Le mécontentement se peignit sur le visage d’Amand ; le vieillard s’en étant aperçu, ajouta :

— Allons, n’en parlons plus, puisque ça te fait de la peine. Je suis sûr que tu t’es fatigué ; viens prendre un coup.

Ils avaient à peine fini leurs verres, qu’ils entendirent les chants des habitants qui revenaient du travail après avoir terminé la moisson du bonhomme. Suivant le cérémonial d’usage, le vieillard alla s’asseoir au fond de la chambre, dans un grand fauteuil placé pour l’occasion, et attendit d’un air joyeux et content l’arrivée de ses enfants et de ses petits-fils, qui ne tardèrent pas à rentrer en foule, précédés de l’aîné de la famille, qui tenait d’une main un faisceau de superbes tiges de blé chargées de leurs épis et entourées d’une variété de boucles de ruban, et de l’autre côté une carafe et un verre. Il s’avança jusqu’au siége du maître de la maison, et lui présenta la gerbe, en lui souhaitant chaque année de sa vie une récolte aussi abondante ; après quoi il versa à boire à la compagnie. Le vieillard le remercia d’une voix émue, et avala d’un seul trait le verre qui lui était présenté. Le maître des cérémonies versa alors à boire, à la ronde, à toute la compagnie, qui passa ensuite dans la pièce voisine, où un souper composé de mouton, de laitage et de crêpes au sucre, était préparé. Si le Rapin qui imagina de faire dire par un gros anglais, au pauvre qui n’avait pas mangé depuis la veille : « G…m, le coquin, il être bien heureux d’avoir faim, » avait vu ces bonnes gens manger, il aurait assurément transporté son milord goutteux et envieux dans la salle du festin, et lui aurait fait dire au pluriel : « G…m, les coquins, ils être bien heureux d’avoir faim. » Pour me servir de l’expression du vieillard qui présidait à la fête : ils pouvaient manger, les pauvres gens ; ils ne volaient pas leur nourriture. Le repas fini, la carafe d’eau-de-vie commença à circuler, et le jeune homme qui avait présenté la gerbe demanda à son père de leur chanter une chanson.

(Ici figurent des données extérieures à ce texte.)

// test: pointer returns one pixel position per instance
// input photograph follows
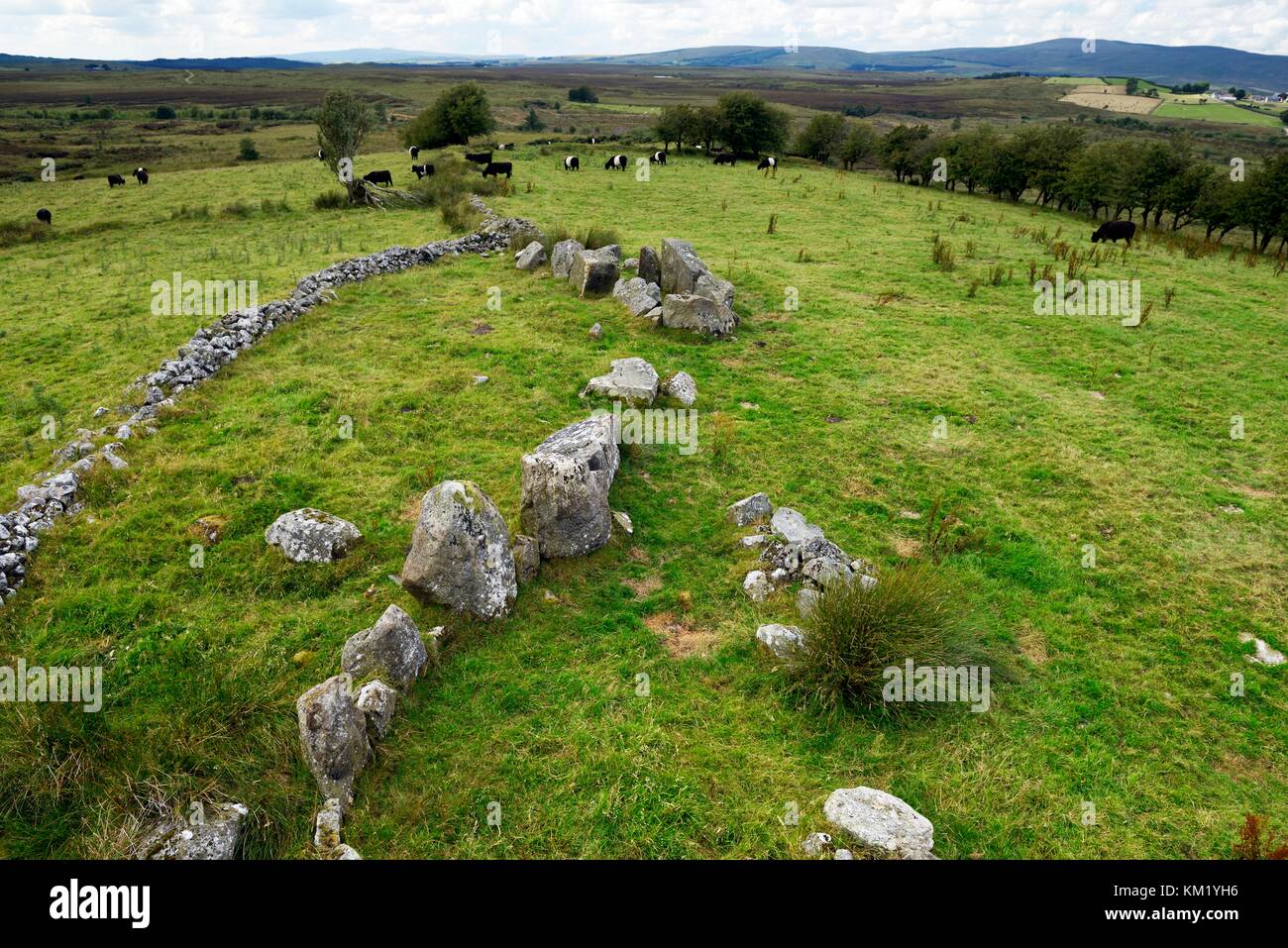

— Assurément qu’oui, mes enfants ; je ne vous refuserai pas cela aujourd’hui, et je vais vous en chanter une drôle aussi. Et le vieillard commença aussitôt, la chanson suivante :

Il y a pas sept ans que je suis parti
De la Nouvelle-France ;
La nouvelle m’est arrivée,
Tra la la la,

Que ma maîtresse était fiancée.
J’ai pris mes bottes et mes éperons,
Et ma cavale par la bride,
Chez ma maîtresse je m’en suis allé,
Tra la la la,

Pour voir si elle était fiancée.
De tant loin qu’elle me vit venir
Son petit cœur soupire ;
Qu’avez-vous donc belle à tant soupirer,
Tra la la la,


Puisque vous êtes fiancée ?
— Oui, fiancée je le suis,
Maudite soit la journée ;
C’est dimanche mon premier banc,
Tra la la la,

Venez-y mettre empêchement.
Le premier dimanche du mois
Le curé monte en chaire :
— Écoutez-moi, petits et grands,
Tra la la la,

Je vais vous publier un banc.
Le beau galant qui était là,
S’approche de la chaire,
— Ah ! monsieur le curé, ne publiez pas ce banc,
Tra la la la,

Je viens y mettre empêchement.
Il y a sept ans que je l’aimais,
Je l’aime bien encore.
S’il y a sept ans que vous l’aimez,
Tra la la la,
Il est bien just’ que vous l’ayez.


Lorsque le vieillard eut terminé sa chanson, tous ses hôtes burent à sa santé.

Alors les Jeunes gens se retirèrent dans l’appartement voisin, pour se livrer à divers amusements ; ceux des convives qui restaient s’approchèrent de la cheminée et une conversation animée s’engagea entre eux.